Bangladesh has been under a state of emergency since January when an army-backed interim administration took power after months of political violence, cancelled elections and banned all political activity.
Normally an interim administration is supposed to be in place for just three months to supervise elections.
This government now says it will not hold elections until late next year, after preparing a new voters' list with photographs and completing a campaign against corruption and abuse of power.
McKinnon said the government, which enjoyed widespread support when it took power, needed to speed up preparations for elections and keep people properly informed of what it was doing.
"It is pushing a constitutional issue to an absolute extreme to believe that a caretaker government, elected on the basis of about three months, should stay there for a couple of years."
"For Bangladesh to go for a couple of years without a parliament is asking a lot," he said, adding this could put the country in "quite a difficult situation".
Earlier this month Bangladesh's government lifted a ban on indoor political activities to let parties prepare for elections.
However, more than 170 political leaders, including two former prime ministers, Begum Khaldea Zia and Sheikh Hasina, have been detained in the authority's drive to stamp out corruption.

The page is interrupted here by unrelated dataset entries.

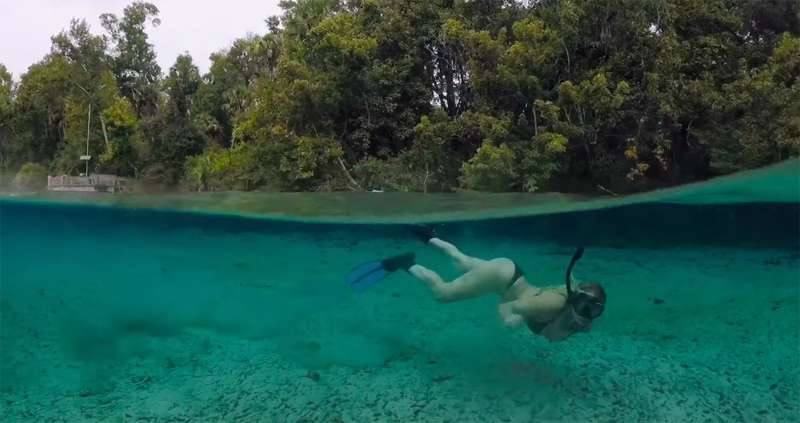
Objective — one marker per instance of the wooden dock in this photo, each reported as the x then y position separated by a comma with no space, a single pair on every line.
92,183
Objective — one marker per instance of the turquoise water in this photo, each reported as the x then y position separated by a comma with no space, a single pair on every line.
117,315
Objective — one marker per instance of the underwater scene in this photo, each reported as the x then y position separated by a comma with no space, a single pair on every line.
140,314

McKinnon said he was concerned about "6-800 political detainees" and another 100,000 people who have been put in detention.
"You have got problems there that really have to resolved today," he said.
Last week the United States urged Bangladesh to take further steps to restore democracy but said it supported the government's plans to hold credible elections. McKinnon was in India for a meeting of parliamentarians from around the Commonwealth, which represents 1.8 billion people but has no formal decision-making powers.